Abordé el taxi y le pedí al chofer que se dirigiera al hospital lo más rápido posible. Fingí estar alterado, con esa actitud que invita a quien se encuentre cerca a preguntar sobre los motivos de su visita al médico. Él, por supuesto, me preguntó enseguida si era grave el asunto. Le inventé la muerte de un familiar.
—Uno nunca se acostumbra a estas noticias.
Me sugirió que tomara las cosas con calma y trató de confortarme con una historia personal muy parecida a la que yo había inventado, cosa que acepté de buen modo; incluso comencé a contarle un poco la historia de mi vida, como acostumbramos hacer todos los parlanchines cuando buscamos poner la atención en otro lado.
—¿Sabe? Yo viví en esta colonia toda mi infancia. Hace años, esto era las afueras de la ciudad y casi nadie venía para acá. Sobre todo porque nadie sabía de su existencia. Era un lugar muy tranquilo. Hasta vacas había.
Ambos reímos como si recordáramos esos viejos tiempos con claridad, aunque estuvieran ya tan lejos. El resto del trayecto lo pasamos en un silencio muy cómodo, confiando en que la risa nos había relajado.
En cuanto el hospital entró en el horizonte, le pedí que se orillara.
—¿Sabe?
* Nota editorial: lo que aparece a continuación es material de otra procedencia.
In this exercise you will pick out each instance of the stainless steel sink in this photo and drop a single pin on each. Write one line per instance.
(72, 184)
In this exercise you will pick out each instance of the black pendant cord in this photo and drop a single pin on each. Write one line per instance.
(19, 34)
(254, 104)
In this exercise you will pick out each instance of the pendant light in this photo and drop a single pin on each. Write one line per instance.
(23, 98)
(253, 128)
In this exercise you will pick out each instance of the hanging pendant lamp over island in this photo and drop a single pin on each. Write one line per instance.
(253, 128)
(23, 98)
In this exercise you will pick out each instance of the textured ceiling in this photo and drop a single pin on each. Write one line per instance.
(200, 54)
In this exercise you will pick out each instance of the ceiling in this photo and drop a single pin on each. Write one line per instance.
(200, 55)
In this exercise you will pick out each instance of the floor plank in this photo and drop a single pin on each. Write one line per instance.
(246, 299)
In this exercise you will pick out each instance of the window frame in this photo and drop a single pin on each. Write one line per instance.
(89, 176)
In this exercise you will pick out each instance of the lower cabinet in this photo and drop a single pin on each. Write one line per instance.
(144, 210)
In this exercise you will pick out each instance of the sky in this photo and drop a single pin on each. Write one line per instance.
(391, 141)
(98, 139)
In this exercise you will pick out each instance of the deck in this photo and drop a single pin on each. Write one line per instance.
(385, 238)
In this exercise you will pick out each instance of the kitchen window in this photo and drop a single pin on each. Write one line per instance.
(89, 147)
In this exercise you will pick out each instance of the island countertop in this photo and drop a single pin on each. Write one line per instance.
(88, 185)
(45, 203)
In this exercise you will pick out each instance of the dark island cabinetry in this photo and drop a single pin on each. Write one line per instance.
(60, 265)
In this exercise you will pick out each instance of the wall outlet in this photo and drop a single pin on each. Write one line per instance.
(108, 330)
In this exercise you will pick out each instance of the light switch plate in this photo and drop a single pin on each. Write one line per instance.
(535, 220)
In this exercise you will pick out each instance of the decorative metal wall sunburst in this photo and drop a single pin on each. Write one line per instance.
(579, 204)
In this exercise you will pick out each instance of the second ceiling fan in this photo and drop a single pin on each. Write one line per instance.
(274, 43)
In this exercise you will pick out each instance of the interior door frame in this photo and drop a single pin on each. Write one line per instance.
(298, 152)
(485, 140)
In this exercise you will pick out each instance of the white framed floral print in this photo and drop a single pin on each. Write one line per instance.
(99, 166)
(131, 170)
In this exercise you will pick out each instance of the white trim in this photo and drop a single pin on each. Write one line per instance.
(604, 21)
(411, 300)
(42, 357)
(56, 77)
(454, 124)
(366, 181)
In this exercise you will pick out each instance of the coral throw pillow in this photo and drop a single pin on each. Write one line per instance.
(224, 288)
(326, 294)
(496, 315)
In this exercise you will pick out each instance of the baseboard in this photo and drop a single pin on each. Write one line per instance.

Yo morí en ese hospital —le confesé mientras hacía la pantomima de buscar dinero para pagarle.
Me dijo que no me preocupara, que ni siquiera había puesto el taxímetro. Ambos reímos largo rato en cuanto me confesó que él también había pasado a mejor vida en ese viejo edificio. Ahora, cada que nos encontramos por la calle, soltamos una carcajada y nos saludamos de lejos, antes de seguir cada quien su camino. Es un buen amigo.